“It was less than a decade ago yet it seems many people have forgotten what led Congress to write and pass Wall Street reform legislation in the first place. In 2008, Lehman Brothers’ collapse caused enough uncertainty across the financial system to trigger a run on nearly every other bank, requiring a $700 billion taxpayer bailout. The resulting financial chaos destroyed millions of jobs, devastated home values, and froze lending to consumers and small businesses. Many Americans, in fact, are still struggling to recover.
“To ensure that taxpayers don’t end up on the hook for another bank bailout, Congress passed Dodd-Frank legislation. It requires banks to abide by regulatory standards that protect the financial system, hold more capital, and create living wills so they can responsibly pre-plan their bankruptcies. While bankruptcy is the preferred route for resolution, we also created a backup option called Orderly Liquidation Authority (OLA) at the FDIC. In that process, a bank’s shareholders would be wiped out, the management would be fired, and the bank would be wound-down by the FDIC in a safe manner to avoid a repeat of the Lehman-inflicted chaos.
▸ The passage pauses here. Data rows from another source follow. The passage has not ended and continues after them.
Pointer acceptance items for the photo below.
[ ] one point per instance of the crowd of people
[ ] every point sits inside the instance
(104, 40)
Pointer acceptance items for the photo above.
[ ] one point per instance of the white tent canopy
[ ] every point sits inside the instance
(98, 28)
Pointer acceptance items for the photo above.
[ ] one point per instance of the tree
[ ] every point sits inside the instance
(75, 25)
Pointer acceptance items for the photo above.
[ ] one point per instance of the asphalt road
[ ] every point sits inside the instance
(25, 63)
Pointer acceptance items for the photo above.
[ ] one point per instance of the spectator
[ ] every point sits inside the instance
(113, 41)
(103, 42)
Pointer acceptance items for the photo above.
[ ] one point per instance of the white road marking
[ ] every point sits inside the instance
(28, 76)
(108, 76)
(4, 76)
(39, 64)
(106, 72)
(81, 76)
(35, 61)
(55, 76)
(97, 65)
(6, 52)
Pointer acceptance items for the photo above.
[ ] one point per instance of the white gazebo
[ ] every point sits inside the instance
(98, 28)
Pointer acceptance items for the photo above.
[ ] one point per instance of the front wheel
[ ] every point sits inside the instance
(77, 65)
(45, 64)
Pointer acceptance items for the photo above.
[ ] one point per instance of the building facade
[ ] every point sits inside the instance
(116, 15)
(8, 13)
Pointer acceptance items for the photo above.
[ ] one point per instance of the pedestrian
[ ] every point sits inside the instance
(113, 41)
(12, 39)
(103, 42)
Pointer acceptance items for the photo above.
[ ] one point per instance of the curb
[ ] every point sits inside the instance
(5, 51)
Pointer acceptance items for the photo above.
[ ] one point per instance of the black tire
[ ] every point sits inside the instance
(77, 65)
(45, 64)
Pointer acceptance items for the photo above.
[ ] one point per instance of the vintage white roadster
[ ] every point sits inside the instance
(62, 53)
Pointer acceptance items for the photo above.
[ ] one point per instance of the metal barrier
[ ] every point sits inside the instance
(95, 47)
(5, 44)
This process has become the model for foreign countries to wind-down their megabanks, and since 2010, our regulators have worked diligently with the Bank of England and other foreign counterparts to ensure a global megabank can be resolved without tapping taxpayer dollars.
“While some targeted relief to community banks is appropriate, we cannot afford to undo Dodd Frank’s essential safeguards.”